The country's current account deficit (CAD) widened to 2.9 percent of the gross domestic product (GDP) in the July-September quarter. During the same quarter last year, it stood at 1.1 percent. RBI (Reserve Bank of India) said that it was mainly due to the higher trade deficit of $50 billion when compared to $32.5 billion in the same period last year.

CAD measures the difference between outflow and inflow of foreign exchange in the country's current account. It Increased to $19.1 billion during the September ended quarter when compared to $6.9 billion in September 2017. CAD for the April-June 2018 quarter was at $15.9 billion or 2.4 percent of GDP.
"India's CAD at $19.1 billion (2.9 percent of GDP) in the second quarter of 2018-19 increased from $6.9 billion (1.1 percent of GDP) in Q2 of 2017-18 and $15.9 billion (2.4 percent of GDP) in the preceding quarter," the central bank said.
As for the first half of the 2018-19, CAD has increased to 2.7 percent of GDP from 1.8 percent in the corresponding period of 2017-18.
RBI's preliminary data on India's balance of payments for the quarter under review showed that the net services receipts were up by 10.2 percent on a yearly basis, mainly due to a rise in net earnings from software and financial services.

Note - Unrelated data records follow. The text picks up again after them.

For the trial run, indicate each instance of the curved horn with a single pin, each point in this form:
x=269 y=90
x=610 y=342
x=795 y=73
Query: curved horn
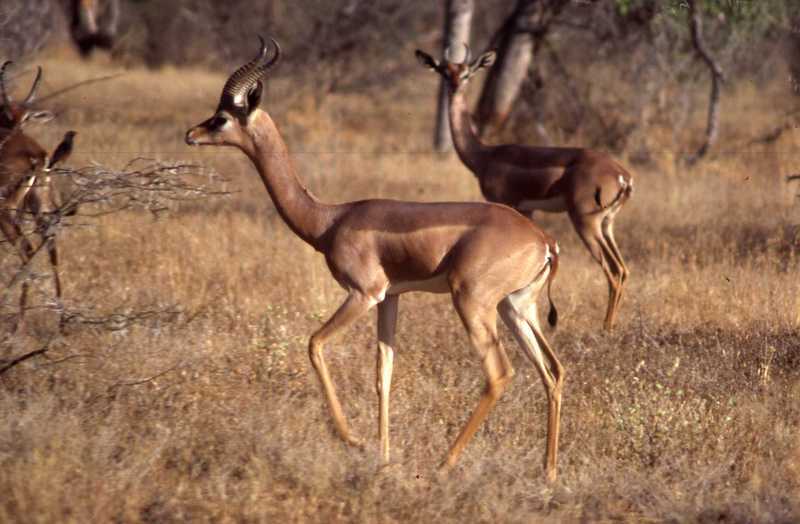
x=258 y=71
x=34 y=87
x=237 y=82
x=6 y=98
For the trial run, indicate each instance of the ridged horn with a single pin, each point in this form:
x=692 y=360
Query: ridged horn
x=243 y=78
x=467 y=55
x=6 y=98
x=34 y=87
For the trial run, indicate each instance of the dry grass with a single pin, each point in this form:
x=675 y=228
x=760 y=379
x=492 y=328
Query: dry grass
x=687 y=412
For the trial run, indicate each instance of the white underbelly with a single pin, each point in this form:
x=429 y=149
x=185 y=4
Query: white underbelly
x=437 y=284
x=556 y=204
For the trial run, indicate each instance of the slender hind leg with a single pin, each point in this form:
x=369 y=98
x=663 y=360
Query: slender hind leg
x=608 y=234
x=387 y=323
x=590 y=231
x=352 y=308
x=52 y=251
x=14 y=235
x=481 y=325
x=519 y=312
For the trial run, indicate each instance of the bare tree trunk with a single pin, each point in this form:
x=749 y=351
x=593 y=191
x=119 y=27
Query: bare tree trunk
x=712 y=125
x=516 y=42
x=458 y=21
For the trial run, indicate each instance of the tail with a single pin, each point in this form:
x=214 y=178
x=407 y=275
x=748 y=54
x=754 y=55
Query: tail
x=552 y=260
x=625 y=190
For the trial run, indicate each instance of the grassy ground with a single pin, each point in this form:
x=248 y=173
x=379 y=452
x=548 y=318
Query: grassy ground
x=687 y=412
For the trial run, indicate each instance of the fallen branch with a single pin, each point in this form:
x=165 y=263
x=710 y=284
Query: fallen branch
x=139 y=382
x=19 y=360
x=717 y=77
x=80 y=84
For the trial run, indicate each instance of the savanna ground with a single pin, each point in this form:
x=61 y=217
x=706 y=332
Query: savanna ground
x=688 y=411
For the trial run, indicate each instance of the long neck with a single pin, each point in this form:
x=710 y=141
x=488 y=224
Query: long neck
x=468 y=146
x=306 y=216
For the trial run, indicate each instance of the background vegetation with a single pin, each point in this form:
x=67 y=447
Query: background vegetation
x=182 y=388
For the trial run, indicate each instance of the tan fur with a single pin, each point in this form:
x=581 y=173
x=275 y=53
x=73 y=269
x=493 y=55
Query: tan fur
x=376 y=249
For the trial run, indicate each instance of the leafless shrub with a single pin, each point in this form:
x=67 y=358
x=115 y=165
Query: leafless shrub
x=95 y=191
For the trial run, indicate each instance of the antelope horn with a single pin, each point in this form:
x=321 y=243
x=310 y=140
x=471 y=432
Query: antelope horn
x=248 y=74
x=257 y=72
x=34 y=87
x=6 y=98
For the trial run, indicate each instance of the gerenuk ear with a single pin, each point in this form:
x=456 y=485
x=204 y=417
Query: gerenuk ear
x=484 y=61
x=254 y=96
x=426 y=60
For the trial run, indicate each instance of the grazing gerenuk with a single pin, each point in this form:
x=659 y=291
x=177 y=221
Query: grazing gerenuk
x=589 y=185
x=488 y=257
x=25 y=182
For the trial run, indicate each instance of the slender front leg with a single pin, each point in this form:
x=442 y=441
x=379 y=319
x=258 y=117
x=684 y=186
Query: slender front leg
x=52 y=251
x=352 y=308
x=387 y=323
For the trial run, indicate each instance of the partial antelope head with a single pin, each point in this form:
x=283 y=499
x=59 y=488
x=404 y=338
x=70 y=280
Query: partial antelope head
x=240 y=98
x=456 y=75
x=14 y=114
x=94 y=24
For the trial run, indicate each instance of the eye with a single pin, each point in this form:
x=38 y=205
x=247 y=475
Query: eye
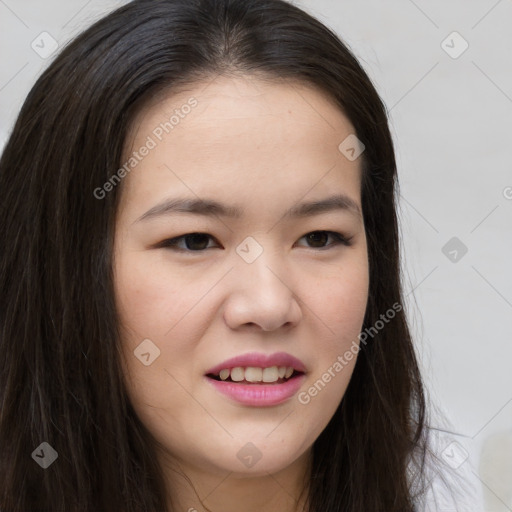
x=318 y=238
x=194 y=242
x=198 y=242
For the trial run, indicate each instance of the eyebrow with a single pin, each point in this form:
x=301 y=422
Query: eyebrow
x=211 y=208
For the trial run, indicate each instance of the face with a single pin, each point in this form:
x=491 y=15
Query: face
x=251 y=265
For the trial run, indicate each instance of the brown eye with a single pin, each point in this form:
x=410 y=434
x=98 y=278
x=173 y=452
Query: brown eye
x=318 y=239
x=194 y=242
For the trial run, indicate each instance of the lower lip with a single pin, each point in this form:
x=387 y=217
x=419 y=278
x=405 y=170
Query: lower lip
x=259 y=395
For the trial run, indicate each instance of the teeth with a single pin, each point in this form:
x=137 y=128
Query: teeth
x=224 y=374
x=254 y=374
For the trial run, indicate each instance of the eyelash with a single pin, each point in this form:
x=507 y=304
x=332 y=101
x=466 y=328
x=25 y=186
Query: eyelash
x=171 y=243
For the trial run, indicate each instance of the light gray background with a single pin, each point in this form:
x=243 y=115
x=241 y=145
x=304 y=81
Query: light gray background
x=452 y=123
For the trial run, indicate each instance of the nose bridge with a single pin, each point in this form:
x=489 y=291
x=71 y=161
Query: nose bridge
x=261 y=268
x=262 y=289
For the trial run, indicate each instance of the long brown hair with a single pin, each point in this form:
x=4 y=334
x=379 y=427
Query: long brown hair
x=60 y=376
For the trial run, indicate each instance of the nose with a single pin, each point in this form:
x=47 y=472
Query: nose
x=262 y=294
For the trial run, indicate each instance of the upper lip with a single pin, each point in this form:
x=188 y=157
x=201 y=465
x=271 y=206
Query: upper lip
x=259 y=360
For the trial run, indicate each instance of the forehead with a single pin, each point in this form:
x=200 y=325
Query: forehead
x=242 y=132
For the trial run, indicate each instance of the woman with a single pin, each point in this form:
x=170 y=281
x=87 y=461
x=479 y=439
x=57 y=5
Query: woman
x=180 y=332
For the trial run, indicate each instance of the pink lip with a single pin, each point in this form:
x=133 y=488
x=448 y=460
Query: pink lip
x=259 y=394
x=259 y=360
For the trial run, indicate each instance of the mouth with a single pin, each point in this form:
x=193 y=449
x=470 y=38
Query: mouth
x=256 y=375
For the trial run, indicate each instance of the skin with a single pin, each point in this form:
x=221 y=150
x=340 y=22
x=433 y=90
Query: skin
x=264 y=146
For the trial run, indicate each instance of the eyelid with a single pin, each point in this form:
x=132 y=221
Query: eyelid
x=341 y=239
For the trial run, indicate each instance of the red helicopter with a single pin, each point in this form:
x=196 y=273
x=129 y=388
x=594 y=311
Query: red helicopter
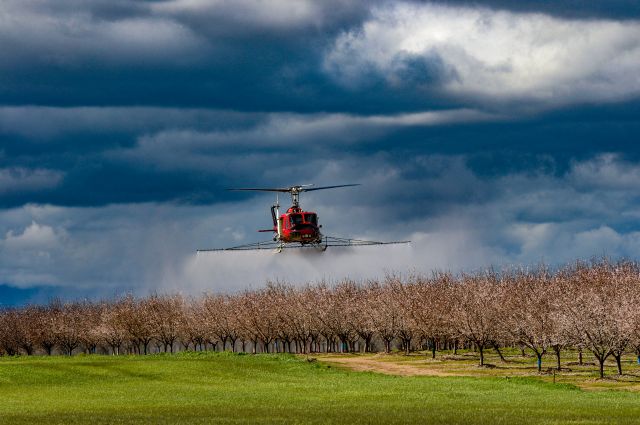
x=297 y=228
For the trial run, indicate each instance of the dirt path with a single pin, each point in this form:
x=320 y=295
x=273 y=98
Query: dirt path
x=371 y=364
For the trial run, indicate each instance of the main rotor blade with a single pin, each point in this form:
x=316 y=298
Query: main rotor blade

Private transfer receipts, that mainly represent remittances from Indians employed overseas, amounted to $20.9 billion during the quarter, increasing by 19.8 percent from their level a year ago. The net foreign direct investment reduced to $7.9 billion in the second quarter of 2018-19 from $12.4 billion last year. Portfolio investments recorded net outflow of $1.6 billion when compared with an inflow of $2.1 billion last year on account of net sales in both the debt and equity markets.
Net receipts on account of non-resident deposits rose to $3.3 billion from $0.7 billion a year ago. For the same quarter, there was a depletion of $1.9 billion of the foreign exchange reserves as against an increase of $9.5 billion in September 2017.